夜ウォーキングが楽しくなるジャスミンの誘い

こんな小ぶりの小さな花たちから香っているとは思えないくらい、まるで香水をこぼしたかのような甘く濃厚な香りが遠くまで漂ってきます。

夜は特にこの香りが強く香り、ウォーキングをしているとその甘い香りに誘われて、ついつい香りのする方へ足が向きます。「いったいどこから香っているのだろう」と思うと随分先だったり。白く、小さなジャスミンの花たちに気づかずに通り過ぎることは不可能なくらい、この香りに誘われます。

ジャスミンはつる性の植物で2m程に生長します。ジャスミンは夜に香りが強くなるため、花は「夜の女王」と呼ばれます。昼間でもかなりの香りを放ちますが、夜は静けさとともにこの香りを放つわけですから、その空間に身を置くと、とても贅沢な気持ちになります。

ジャスミンは精油(アブソリュート)もありますが、その香りの強さから好き嫌いが分かれます。私は精油(アブソリュート)よりも、咲いているジャスミンが放つ香りの方が好きです。まるで呼び止められているような、そして誘われているような、無視して通り過ぎることができないくらいの妖艶で、まさに女王の名に相応しい香りだと思います。

ぜひ外にいる際は深呼吸して香りを楽しんでみてください。

 

少しずつ咲き始めているバラ

バラの開花時期は5月中旬~6月、種類によっては7月にかけて…という感じですが、今年はやはり少し早いのか、すでに少しずつ咲いているところもありますね。

たくさんの花びらが重なり大きく咲くバラは、まさに美の象徴。バラの花、バラの香りが好きな方も多いのではないでしょうか。

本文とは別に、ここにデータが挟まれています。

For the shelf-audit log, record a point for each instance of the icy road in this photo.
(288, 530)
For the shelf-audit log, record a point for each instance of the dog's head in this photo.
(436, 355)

古代ローマ人のバラ好きは有名です。寝室にバラの花びらを敷きつめたり、お風呂に浮かべたり、香水にしたり、色々な方法でバラを楽しんだといわれています。

バラは「ローズ」精油として販売されています。ローズアブソリュート、ローズオットーなどがあります。生のバラの香りを楽しみたいという場合はローズアブソリュートを、アロマトリートメントなどで使用する場合はローズオットーを使うのがオススメです。

5000kgの花びらからとれる精油は1kg、精油1滴はバラの花200個分ともいわれるほどです。白バラ(ローズアルバ)の精油はその2倍必要だともいわれます。なるほど高価なわけです。

精油で楽しむのももちろん良いですが、これからシーズンを迎えるバラの花。せっかくですから直接その姿と香りを楽しみに出かけてみてはいかがでしょうか。目でも香りでも楽しんで、心と身体が癒されると良いですね。

 


いかがでしたでしょうか。

その植物の生きる姿、力を五感でキャッチしやすい今の時季だからこそ、精油瓶の中の香りではなく、本来の植物の姿に目を向けてみるのも良いのではないでしょうか。